Funder UK Research and Innovation Future Leaders Fellowship
Recipient Organization Imperial College London
Country United Kingdom
Start Date Sep 30, 2024
End Date Sep 29, 2027
Duration 1,094 days
Number of Grantees 1
Roles Fellow
Data Source UKRI Gateway to Research
Grant ID MR/Y034309/1
Grant Description

One of the most pressing challenges for healthcare is that many patients do not respond to treatment, which produces physical, social, and economic suffering. Moreover, variable treatment response contributes to the cost of drug development. A major driver of these inefficiencies is the cellular heterogeneity existing within and between patients in complex diseases such as cancer.

Altered behaviours can involve only a few cells, but to-date such changes are often profiled at the population level, which masks functionally and clinically relevant intercellular variations.

Modern single-cell technologies allow the tracking growth and intracellular concentrations in hundreds of cells simultaneously. The outcomes of these experiments are difficult to interpret because they vary drastically from cell to cell, even within genetically identical cell populations grown under the same conditions. Predictive models are needed to make sense of these experiments and to understand how cells exploit this heterogeneity, for instance, to survive drug treatment.

It will be crucial to address this question with the wealth of single-cell data becoming available to tackle problems of drug tolerance and diseases, as well as to improve therapies for the health sector.

Current mathematical approaches quantify the stochasticity inherent in reactions by which molecules are synthesised in the cell, but they cannot predict how these heterogeneous affect cell growth, division, and death. To understand this effect, I will develop new mathematics and models that enable us to understand the complex interplay between cell growth and the reactions in single cells.

These models treat cells as individuals and allow tracking the state of every cell and their histories in a growing cell population. They thus provide a quantitative understanding of biological data at the experimental single-cell resolution.

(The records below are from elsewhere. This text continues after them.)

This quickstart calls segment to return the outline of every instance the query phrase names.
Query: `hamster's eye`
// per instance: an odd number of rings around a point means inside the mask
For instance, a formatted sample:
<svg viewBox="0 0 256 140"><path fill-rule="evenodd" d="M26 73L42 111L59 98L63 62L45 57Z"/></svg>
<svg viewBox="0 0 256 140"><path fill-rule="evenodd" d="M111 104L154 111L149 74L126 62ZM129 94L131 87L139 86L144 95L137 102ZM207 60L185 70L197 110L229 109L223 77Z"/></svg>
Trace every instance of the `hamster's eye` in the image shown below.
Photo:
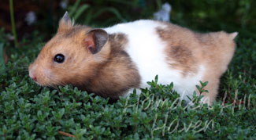
<svg viewBox="0 0 256 140"><path fill-rule="evenodd" d="M57 54L57 55L54 56L54 60L55 62L58 63L63 63L64 60L65 60L65 56L64 56L62 54L61 54L61 53Z"/></svg>

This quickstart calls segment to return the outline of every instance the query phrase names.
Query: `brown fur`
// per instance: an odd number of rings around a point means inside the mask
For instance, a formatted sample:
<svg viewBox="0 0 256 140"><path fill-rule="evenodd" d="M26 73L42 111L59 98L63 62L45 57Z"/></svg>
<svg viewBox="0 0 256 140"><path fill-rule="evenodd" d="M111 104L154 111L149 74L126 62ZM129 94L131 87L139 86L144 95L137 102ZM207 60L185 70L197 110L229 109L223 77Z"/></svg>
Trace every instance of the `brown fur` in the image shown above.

Using these mathematical methods, the project will uncover the causes and consequences of heterogeneity in bacterial and cancer cell populations, which has important implications in a range of biotechnological and medical applications. Using a combination of theory and experiment, we will explain how cellular heterogeneity affects essential cellular functions such as cell division, growth and the cell cycle that ultimately drive proliferation and cell survival.

In particular, we will investigate cell division and cell cycle kinetics to explore how heterogeneity allows bacteria to cope with stress and cancer cells to evade chemotherapeutic treatment. The project thus presents a transformative and quantitative single-cell perspective on the role of cellular heterogeneity in cell proliferation and its implications for disease.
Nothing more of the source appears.